This research was undertaken by Dr. Romain Guises during his PhD studies while at Imperial College under the supervision of Dr. J-P Latham and Prof. Antonio Munjiza, with assistance from AMCG’s Dr. Jiansheng Xiang.
The flux of granular material though an aperture in a silo configuration has been analysed for frictional and frictionless ellipses of varying aspect ratio.
There is considerable interest amongst bulk solids handling industries to better understand the controls on hopper/silo discharge rates and incidence of hang-ups or “jamming”. Mining companies have particular interest in granular flow through given aperture geometries to better understand isolated extraction zones, (IEZ) and isolated movement zones, (IMZ) above draw points in block caving operations. Understanding the flow and origins of naturally fragmented material arriving at a series of draw points is of great importance in draw point design in caving operations. To model the processes involved, study methods have included; large scale physical models, continuum models of granular flow and increasingly, researchers have turned to discrete particle DEM models.
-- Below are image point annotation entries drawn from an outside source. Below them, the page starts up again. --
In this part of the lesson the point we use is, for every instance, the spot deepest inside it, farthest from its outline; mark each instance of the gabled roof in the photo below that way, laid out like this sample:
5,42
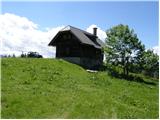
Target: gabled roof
83,36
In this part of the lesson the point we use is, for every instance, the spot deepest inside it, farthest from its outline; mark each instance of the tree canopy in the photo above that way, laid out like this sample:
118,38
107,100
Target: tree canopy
123,48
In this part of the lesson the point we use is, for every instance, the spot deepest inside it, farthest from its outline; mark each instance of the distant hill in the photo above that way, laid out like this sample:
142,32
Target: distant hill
50,88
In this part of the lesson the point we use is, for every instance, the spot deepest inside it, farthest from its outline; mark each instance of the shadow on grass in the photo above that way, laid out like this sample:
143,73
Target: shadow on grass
130,77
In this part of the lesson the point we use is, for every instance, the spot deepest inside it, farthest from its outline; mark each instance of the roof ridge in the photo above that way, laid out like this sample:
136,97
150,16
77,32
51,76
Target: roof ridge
81,30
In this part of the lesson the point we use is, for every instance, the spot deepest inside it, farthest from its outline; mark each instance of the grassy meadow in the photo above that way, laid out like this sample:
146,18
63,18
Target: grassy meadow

A remarkable richness of mechanical behaviour for the silo discharge flow problem can be seen in the simulations by Guises (2008) using 2D FEMDEM models of elliptical particles with friction. Experiments were run with 900 particles discharging from a rectangular silo with an opening of ~5.7 times the effective diameter of elliptical particles, i.e. sufficiently narrow to observe intermittent jamming for the frictional case. Discharge rates are dependent on particle shape, with faster flows observed for elongated particles when there is zero friction, see Fig. 1. With friction, the periods of time over which significant jamming occurs is greater for increasingly elongated particles.
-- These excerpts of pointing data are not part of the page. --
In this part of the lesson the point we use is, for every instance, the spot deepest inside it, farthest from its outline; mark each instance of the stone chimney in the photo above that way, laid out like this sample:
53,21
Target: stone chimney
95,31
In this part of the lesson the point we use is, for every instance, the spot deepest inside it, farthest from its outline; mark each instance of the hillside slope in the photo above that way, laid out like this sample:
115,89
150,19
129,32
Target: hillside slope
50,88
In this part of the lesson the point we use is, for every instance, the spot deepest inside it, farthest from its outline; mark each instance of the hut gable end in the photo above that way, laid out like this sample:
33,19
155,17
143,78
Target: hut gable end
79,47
FEMDEM methods allow a more fundamental study of flow of granular materials with realistic shape and friction properties. Aperture shapes, opening widths and spacings can be optimised for flow rates that retain the most uniform flow within the granular mass of the caved ore. There is also potential to parameterise continuum models, compare results with less costly FEMDEM models employing rigid interior properties, or less costly DEM models based on superquadrics or clustered spheres. Transient phenomena leading to silo wall collapse can be studied with this approach.